AA - Paris - Bilal Muftuoglu
L'Assemblée nationale en France (parlement) a débattu de la ''reconnaissance de l'Etat de Palestine'', sur proposition des députés socialistes (PS) au pouvoir.
''C'est le devoir de la communauté internationale de réagir, en particulier celui de la France'', de reconnaître la Palestine en tant qu'Etat indépendant, a noté le ministre français des Affaires étrangères, Laurent Fabius, dans son discours devant le Parlement.
La France qui souhaite ''voir la paix enfin s’instaurer'' entre Israël et la Palestine fera de la reconnaissance ''un instrument du règlement définitif du conflit, un levier au service de la paix''.
La reconnaissance de la Palestine ''n’est pas une faveur, un passe-droit, c’est un droit'', a insisté le chef de la diplomatie française.
La France, ''amie à la fois du peuple israélien et du peuple palestinien'' œuvre, par ailleurs, à faire adopter une résolution du Conseil de Sécurité des Nations Unies ''en vue d’une relance et d’une conclusion des négociations'' entre les deux parties.
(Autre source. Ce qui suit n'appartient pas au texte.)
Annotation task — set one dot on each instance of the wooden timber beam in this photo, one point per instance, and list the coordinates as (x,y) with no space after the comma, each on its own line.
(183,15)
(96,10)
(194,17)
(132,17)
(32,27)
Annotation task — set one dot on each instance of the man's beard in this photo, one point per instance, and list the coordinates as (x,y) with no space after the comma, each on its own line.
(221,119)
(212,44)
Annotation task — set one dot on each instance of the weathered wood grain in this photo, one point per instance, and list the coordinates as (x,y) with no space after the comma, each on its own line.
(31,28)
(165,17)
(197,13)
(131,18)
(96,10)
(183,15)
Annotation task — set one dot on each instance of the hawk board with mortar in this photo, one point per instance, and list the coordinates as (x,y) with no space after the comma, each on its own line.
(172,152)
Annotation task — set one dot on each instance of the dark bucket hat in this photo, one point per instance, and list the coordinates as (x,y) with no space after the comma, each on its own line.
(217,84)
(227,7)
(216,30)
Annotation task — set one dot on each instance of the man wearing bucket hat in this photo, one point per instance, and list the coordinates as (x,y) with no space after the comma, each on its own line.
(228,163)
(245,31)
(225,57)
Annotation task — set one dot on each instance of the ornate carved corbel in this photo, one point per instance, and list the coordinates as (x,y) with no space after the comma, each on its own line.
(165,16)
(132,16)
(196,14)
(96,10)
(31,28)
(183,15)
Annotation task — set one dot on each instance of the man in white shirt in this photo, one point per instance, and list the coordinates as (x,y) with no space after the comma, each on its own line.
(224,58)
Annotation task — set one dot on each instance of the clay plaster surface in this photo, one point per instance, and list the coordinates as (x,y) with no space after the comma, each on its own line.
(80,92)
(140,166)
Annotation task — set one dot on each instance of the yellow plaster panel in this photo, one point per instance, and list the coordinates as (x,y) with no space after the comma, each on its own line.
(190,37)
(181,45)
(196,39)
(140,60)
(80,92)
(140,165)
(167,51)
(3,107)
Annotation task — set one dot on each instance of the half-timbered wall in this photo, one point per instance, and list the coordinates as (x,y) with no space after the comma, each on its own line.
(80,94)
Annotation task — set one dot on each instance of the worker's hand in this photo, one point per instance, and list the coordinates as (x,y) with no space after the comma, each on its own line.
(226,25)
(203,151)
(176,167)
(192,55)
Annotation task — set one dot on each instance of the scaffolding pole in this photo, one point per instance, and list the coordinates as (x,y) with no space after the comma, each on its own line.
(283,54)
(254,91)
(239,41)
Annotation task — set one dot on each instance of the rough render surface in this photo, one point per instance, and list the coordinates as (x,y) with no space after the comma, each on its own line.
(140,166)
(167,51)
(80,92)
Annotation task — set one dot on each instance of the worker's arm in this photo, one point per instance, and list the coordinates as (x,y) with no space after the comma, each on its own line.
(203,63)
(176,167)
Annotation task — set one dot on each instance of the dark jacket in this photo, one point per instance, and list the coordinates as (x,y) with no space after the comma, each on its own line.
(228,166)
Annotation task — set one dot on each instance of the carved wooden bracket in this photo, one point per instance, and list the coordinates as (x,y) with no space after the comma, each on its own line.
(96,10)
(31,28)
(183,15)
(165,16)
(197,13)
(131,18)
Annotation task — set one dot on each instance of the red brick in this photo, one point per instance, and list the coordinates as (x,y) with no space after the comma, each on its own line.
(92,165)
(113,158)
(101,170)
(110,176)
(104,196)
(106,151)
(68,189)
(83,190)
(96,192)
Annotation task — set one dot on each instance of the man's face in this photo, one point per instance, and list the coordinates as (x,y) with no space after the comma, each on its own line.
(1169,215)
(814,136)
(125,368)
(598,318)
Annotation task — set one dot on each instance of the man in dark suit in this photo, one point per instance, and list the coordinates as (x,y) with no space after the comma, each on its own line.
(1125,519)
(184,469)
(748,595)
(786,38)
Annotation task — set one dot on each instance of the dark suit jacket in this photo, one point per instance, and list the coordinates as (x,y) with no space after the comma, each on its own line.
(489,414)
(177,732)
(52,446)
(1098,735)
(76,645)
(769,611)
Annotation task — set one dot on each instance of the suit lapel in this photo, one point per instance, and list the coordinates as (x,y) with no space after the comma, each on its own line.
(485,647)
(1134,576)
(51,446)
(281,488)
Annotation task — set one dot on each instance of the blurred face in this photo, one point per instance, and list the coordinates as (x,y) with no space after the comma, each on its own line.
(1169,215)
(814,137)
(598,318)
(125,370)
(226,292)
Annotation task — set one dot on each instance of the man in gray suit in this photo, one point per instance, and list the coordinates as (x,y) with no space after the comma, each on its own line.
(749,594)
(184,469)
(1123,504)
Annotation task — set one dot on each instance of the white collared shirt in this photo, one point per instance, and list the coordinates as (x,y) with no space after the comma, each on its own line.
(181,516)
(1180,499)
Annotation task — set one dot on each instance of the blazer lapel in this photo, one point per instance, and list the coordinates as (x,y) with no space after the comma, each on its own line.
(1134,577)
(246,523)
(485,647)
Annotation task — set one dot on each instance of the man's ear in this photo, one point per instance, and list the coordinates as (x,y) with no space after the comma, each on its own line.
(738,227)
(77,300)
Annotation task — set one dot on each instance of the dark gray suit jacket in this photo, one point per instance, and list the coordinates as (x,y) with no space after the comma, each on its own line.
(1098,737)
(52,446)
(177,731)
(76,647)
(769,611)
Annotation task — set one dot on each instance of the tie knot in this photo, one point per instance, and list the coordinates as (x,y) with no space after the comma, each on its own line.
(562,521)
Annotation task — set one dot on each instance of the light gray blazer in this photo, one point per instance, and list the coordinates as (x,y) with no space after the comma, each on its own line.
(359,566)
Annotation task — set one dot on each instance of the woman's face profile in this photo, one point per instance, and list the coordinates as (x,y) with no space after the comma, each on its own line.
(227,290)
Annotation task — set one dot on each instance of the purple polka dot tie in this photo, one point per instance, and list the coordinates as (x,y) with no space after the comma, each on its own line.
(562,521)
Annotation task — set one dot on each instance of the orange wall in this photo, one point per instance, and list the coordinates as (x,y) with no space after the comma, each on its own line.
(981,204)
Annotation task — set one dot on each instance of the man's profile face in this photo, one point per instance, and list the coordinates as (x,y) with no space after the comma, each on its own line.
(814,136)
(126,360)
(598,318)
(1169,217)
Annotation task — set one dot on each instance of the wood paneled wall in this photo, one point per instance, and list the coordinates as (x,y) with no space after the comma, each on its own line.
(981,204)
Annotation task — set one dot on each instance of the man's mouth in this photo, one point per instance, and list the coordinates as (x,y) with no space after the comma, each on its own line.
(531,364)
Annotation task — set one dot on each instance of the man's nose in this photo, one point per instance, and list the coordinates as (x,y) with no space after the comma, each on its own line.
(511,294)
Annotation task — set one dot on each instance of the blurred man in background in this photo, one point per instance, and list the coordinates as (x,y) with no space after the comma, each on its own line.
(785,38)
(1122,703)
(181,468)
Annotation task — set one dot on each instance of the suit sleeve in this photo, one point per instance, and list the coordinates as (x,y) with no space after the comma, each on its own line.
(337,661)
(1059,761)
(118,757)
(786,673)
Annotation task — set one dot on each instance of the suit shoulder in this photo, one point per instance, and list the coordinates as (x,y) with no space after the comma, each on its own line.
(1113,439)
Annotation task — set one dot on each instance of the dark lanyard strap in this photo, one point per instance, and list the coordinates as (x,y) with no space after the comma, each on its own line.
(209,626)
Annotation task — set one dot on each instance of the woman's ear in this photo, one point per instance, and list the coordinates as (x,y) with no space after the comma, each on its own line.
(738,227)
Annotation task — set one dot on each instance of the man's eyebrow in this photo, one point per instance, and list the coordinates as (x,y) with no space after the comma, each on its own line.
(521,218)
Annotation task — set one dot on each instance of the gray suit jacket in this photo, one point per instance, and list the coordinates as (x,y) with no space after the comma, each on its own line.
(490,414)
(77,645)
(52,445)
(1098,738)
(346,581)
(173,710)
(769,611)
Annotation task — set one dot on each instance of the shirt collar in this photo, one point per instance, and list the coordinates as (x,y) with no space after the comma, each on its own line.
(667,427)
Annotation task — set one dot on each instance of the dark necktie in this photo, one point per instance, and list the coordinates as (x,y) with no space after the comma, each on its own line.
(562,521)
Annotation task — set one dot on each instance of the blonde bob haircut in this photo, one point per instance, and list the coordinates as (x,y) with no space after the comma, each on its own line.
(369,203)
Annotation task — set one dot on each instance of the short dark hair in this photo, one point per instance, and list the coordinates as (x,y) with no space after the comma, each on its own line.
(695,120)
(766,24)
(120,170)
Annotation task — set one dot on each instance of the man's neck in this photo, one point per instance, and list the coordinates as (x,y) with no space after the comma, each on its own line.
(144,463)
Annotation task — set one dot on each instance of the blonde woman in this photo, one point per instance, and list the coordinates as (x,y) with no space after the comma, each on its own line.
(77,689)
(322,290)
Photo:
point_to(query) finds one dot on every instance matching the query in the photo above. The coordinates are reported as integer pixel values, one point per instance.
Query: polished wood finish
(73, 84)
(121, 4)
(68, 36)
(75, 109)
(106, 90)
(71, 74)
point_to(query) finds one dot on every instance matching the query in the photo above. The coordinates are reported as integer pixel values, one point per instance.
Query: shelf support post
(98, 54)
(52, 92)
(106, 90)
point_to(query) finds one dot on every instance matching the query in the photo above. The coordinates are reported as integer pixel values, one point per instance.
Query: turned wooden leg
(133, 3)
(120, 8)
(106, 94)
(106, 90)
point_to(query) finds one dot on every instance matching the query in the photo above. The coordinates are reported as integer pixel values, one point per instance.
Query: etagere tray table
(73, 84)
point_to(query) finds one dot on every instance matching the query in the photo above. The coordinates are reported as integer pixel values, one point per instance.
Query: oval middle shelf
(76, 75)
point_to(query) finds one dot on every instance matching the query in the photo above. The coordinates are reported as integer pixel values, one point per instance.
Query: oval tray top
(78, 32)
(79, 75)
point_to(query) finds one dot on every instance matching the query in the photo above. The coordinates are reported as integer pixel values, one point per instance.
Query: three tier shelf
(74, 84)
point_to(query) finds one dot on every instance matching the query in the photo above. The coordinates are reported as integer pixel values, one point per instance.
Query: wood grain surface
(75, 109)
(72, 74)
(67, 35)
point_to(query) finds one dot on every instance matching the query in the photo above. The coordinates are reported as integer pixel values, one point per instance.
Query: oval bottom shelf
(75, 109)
Dans son tweet qu'il avait publié mardi sur son compte officiel, le ministre Fabius avait informé que la position de la France depuis 1947 a toujours été favorable à une solution à deux Etats.
Le parlement français votera la décision sur la reconnaissance de l'Etat de Palestine, le 2 décembre, tandis qu'une proposition similaire sur le sujet sera votée au Sénat français le 11 décembre.
Le parlement européen avait aussi débattu jeudi de la reconnaissance de l'Etat de Palestine et votera en décembre un projet de résolution sur le sujet qui ne sera pourtant pas contraignant pour les pays membres de l'Union européenne.
La Suède avait annoncé le mois dernier qu'elle reconnaissait l'indépendance de la Palestine. Les parlements britannique, irlandais et espagnol avaient adopté des textes consultatifs invitant leurs gouvernements à reconnaître la Palestine.